Example result folders:

• results/Bilge and Ulusoy/Jobset01_Layout1/
• results/Brandimarte_Data/Mk01_Layout/

Example Pareto plot:

Example Gantt chart:

NSGA-II-FJSP-AGVs/
|-- datasets/
|   `-- FJSP_AGVs/
|       |-- Bilge and Ulusoy/
|       `-- Brandimarte_Data/
|-- nsga_fjsp_agvs/
|   |-- NSGA_II.py
|   |-- binary_tournament_selection.py
|   |-- decoder.py
|   |-- environment_selection.py
|   |-- operators.py
|   |-- parser.py
|   `-- problem.py
|-- utils/
|   |-- performance_test.py
|   `-- recorder.py
|-- results/
|-- main.py
`-- README.md

• Python 3.10+
• Required package: numpy
• Optional packages: matplotlib, tqdm

Install dependencies with:

pip install numpy matplotlib tqdm

If you only want to run the optimizer without plotting, numpy is the only required dependency.

Run the default example:

python main.py

Current default configuration in main.py:

• Dataset: Bilge and Ulusoy
• Instance: Jobset01
• Layout: Layout1
• Stopping criterion: max_fe = 10000
• Population size: 100
• Crossover probability: 0.9
• Mutation probability: 0.15

Typical console output:

Stopping criterion: 10000 function evaluations
Final Pareto front (makespan, energy):
Solution 1: makespan = 73.00, energy = 5773.00
Solution 2: makespan = 74.00, energy = 5694.00
Solution 3: makespan = 75.00, energy = 5669.00
Gantt chart saved to: results/Bilge and Ulusoy/Jobset01_Layout1/best_makespan_gantt.png

The exact Pareto front may vary between runs if no random seed is fixed.
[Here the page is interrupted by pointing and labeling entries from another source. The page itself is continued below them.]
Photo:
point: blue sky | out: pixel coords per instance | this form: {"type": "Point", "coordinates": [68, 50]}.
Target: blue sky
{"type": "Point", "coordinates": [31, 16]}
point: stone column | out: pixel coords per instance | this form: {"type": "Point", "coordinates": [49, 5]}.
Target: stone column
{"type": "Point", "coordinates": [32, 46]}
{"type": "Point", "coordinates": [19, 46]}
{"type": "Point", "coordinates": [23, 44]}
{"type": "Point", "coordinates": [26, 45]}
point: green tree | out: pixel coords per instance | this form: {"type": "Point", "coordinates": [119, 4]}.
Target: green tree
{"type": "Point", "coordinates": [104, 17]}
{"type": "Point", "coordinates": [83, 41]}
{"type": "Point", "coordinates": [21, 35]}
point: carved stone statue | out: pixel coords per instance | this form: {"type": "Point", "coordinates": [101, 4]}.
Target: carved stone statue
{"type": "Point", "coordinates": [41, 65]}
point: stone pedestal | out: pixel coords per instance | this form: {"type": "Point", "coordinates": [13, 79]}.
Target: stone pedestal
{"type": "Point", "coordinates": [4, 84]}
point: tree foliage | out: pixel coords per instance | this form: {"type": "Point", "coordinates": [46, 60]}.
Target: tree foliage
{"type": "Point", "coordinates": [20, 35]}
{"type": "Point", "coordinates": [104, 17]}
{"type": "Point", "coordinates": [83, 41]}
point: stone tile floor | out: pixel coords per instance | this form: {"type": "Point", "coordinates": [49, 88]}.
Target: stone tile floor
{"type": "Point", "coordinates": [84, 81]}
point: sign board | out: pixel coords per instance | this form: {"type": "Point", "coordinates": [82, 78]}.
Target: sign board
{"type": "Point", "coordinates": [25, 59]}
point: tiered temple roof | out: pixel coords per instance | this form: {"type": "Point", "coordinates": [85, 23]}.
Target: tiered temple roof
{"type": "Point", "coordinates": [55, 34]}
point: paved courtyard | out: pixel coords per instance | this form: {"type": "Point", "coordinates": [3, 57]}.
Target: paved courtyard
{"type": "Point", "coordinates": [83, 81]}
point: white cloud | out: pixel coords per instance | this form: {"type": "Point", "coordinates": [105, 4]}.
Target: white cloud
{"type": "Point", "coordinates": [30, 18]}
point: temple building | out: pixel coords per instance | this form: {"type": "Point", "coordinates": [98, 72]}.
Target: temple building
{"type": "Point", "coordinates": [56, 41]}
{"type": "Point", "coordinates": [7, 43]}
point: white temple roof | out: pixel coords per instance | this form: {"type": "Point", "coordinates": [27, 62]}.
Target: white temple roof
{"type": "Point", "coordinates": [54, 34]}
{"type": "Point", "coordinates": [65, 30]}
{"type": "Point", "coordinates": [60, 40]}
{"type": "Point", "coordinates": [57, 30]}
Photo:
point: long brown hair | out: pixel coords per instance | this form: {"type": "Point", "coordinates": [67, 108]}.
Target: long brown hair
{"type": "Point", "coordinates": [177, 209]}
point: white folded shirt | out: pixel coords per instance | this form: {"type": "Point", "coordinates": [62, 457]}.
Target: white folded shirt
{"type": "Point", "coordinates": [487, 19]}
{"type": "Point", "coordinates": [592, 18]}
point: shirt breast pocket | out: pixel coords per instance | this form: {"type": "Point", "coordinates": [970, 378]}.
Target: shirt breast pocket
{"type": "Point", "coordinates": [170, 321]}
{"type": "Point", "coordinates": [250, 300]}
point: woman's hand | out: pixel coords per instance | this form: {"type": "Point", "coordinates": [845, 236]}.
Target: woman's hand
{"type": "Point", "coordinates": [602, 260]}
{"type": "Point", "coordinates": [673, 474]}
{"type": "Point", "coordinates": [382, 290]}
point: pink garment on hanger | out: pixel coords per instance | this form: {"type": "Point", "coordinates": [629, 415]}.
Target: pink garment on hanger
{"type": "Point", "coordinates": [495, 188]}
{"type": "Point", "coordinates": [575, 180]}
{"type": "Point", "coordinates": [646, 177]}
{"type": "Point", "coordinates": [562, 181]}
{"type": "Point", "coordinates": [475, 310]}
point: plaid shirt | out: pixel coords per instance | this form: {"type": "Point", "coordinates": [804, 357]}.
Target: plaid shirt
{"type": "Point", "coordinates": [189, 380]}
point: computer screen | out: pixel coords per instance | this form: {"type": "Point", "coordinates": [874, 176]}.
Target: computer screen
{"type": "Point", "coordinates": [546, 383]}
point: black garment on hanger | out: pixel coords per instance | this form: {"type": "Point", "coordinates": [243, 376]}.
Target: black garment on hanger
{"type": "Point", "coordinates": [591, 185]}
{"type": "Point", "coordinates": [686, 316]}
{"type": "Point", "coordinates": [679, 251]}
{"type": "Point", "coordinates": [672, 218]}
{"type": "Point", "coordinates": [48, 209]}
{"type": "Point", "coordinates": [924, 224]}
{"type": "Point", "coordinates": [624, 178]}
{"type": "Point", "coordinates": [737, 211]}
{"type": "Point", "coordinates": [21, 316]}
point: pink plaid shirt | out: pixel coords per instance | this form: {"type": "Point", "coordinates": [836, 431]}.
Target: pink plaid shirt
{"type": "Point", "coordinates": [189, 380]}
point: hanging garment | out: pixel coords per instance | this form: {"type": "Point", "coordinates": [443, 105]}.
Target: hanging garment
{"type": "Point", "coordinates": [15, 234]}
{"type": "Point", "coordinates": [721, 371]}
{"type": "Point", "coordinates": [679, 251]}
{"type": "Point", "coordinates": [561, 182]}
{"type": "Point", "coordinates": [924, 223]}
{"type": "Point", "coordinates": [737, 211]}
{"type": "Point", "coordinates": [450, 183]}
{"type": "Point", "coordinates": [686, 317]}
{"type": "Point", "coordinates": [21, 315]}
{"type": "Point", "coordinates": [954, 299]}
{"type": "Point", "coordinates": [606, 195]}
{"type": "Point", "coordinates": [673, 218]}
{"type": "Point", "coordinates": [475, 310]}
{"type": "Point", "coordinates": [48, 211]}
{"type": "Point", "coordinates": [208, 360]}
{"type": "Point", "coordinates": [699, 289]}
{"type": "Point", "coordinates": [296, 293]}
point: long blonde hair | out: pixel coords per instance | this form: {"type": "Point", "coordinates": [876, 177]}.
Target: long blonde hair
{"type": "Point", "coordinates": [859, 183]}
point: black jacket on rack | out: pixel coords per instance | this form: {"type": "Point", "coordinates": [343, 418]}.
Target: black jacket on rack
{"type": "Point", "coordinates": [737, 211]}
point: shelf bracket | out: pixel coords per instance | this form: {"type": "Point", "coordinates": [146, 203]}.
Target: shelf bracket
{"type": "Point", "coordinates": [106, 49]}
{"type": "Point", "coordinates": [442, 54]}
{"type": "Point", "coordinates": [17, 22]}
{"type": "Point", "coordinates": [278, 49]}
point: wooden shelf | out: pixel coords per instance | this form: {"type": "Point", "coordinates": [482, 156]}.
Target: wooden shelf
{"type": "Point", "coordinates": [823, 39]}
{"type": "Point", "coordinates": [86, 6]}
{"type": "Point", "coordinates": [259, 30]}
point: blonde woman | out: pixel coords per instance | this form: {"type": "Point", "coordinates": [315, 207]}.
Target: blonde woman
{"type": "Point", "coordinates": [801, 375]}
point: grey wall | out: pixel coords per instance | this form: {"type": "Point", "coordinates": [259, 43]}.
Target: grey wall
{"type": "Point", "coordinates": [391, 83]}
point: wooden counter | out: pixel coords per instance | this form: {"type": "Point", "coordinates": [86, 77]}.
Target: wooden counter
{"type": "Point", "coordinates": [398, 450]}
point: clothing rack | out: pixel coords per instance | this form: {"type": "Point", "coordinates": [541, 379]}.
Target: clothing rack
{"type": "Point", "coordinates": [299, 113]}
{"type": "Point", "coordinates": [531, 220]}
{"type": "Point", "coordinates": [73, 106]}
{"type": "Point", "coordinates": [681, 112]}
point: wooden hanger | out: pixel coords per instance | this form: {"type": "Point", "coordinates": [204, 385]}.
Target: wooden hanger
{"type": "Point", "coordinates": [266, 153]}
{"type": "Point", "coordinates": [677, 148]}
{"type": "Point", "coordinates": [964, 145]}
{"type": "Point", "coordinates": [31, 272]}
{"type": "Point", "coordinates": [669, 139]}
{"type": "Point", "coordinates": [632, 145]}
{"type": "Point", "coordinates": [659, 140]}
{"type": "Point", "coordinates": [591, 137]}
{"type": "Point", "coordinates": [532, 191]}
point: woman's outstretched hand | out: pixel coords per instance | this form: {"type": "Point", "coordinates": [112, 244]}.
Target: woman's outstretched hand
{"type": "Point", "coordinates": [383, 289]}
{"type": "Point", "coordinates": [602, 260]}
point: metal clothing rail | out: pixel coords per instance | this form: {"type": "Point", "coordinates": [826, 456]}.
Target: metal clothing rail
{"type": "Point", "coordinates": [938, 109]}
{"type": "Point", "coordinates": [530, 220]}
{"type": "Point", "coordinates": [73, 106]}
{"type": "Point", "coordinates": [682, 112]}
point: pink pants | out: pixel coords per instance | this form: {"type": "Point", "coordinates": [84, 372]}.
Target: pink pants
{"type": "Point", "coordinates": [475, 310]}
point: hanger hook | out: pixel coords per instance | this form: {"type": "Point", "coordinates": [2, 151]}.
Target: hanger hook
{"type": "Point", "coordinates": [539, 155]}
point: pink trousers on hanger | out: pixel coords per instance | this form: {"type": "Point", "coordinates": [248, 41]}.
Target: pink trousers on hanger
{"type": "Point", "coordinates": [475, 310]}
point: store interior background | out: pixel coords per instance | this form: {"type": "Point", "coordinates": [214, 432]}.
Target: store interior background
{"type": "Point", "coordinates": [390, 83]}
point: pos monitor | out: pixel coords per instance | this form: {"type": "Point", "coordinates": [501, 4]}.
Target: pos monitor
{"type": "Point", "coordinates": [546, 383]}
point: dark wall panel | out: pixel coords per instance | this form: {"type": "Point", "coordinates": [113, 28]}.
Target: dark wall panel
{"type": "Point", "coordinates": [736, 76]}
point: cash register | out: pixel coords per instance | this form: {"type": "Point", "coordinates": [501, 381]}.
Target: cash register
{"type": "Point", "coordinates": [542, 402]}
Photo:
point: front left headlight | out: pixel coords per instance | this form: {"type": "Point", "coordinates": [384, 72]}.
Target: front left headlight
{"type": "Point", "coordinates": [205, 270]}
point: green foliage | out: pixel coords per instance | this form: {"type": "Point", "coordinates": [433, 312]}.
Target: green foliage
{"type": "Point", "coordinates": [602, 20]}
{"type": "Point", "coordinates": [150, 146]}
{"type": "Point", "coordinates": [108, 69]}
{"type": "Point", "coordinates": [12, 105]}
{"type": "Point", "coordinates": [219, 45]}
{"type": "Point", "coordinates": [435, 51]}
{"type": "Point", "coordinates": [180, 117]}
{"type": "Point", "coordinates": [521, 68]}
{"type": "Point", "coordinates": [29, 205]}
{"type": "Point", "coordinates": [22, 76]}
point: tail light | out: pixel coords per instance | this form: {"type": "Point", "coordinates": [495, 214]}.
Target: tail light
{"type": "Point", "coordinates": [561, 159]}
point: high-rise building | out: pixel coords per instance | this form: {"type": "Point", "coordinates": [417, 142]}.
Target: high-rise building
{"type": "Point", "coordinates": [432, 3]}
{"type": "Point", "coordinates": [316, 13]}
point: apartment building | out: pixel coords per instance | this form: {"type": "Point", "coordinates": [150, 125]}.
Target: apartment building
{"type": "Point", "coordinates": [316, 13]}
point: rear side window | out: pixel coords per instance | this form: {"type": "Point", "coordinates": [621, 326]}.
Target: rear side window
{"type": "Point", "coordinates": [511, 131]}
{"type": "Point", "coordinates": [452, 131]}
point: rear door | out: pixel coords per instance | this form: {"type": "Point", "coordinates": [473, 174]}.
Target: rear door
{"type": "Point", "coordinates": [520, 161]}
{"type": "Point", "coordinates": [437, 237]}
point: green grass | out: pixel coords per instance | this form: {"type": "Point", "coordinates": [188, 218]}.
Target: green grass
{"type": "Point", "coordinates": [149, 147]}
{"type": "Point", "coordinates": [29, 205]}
After running main.py, the solver will:

• Print the final Pareto front in the console
• Select the individual with the minimum Makespan from the final Pareto front
• Decode that individual again with detailed scheduling information
• Generate a complete 16:9 Gantt chart including: machine processing, AGV empty travel, and AGV loaded travel

Default output path:

results/<dataset>/<instance>_<layout>/best_makespan_gantt.png

To perform repeated runs, save Pareto history, export CSV files, and generate Pareto plots, run:

python utils/performance_test.py

This script can:

• Run a selected dataset multiple times
• Save Pareto-front history for each run
• Merge Pareto points across runs
• Export result tables as CSV files
• Generate scatter plots for Pareto fronts

Example generated files:

• all_pareto_points.csv
• final_pareto_front.csv
• pareto_fronts.png
• combined_pareto_front.png
• history/pareto_history_run_XX.csv

The repository currently includes two benchmark groups:

• datasets/FJSP_AGVs/Bilge and Ulusoy
• datasets/FJSP_AGVs/Brandimarte_Data

Each experiment uses:

• An instance file such as Jobset01.txt or Mk01.txt
• A transport-layout file such as Layout1.txt or Layout.txt

The solver optimizes:

1. Makespan
2. Total Energy

The total energy value includes:

• Machine processing energy
• Machine idle energy
• AGV empty-travel energy
• AGV loaded-travel energy

• nsga_fjsp_agvs/problem.py: problem definition, individual creation, initialization, crossover, and mutation
• nsga_fjsp_agvs/decoder.py: objective evaluation and detailed schedule decoding
• nsga_fjsp_agvs/NSGA_II.py: NSGA-II main loop
• nsga_fjsp_agvs/environment_selection.py: non-dominated sorting and crowding-distance selection
• nsga_fjsp_agvs/operators.py: initialization, crossover, and mutation operators
• utils/recorder.py: Pareto-front reporting and complete Gantt-chart plotting
• utils/performance_test.py: repeated experiments, statistics, CSV export, and Pareto plotting

You can directly modify parameters in main.py or utils/performance_test.py, for example:

• Dataset and layout selection
• max_fe
• Population size pop_size
• Crossover probability cr
• Mutation probability mu
• Number of repeated runs num_runs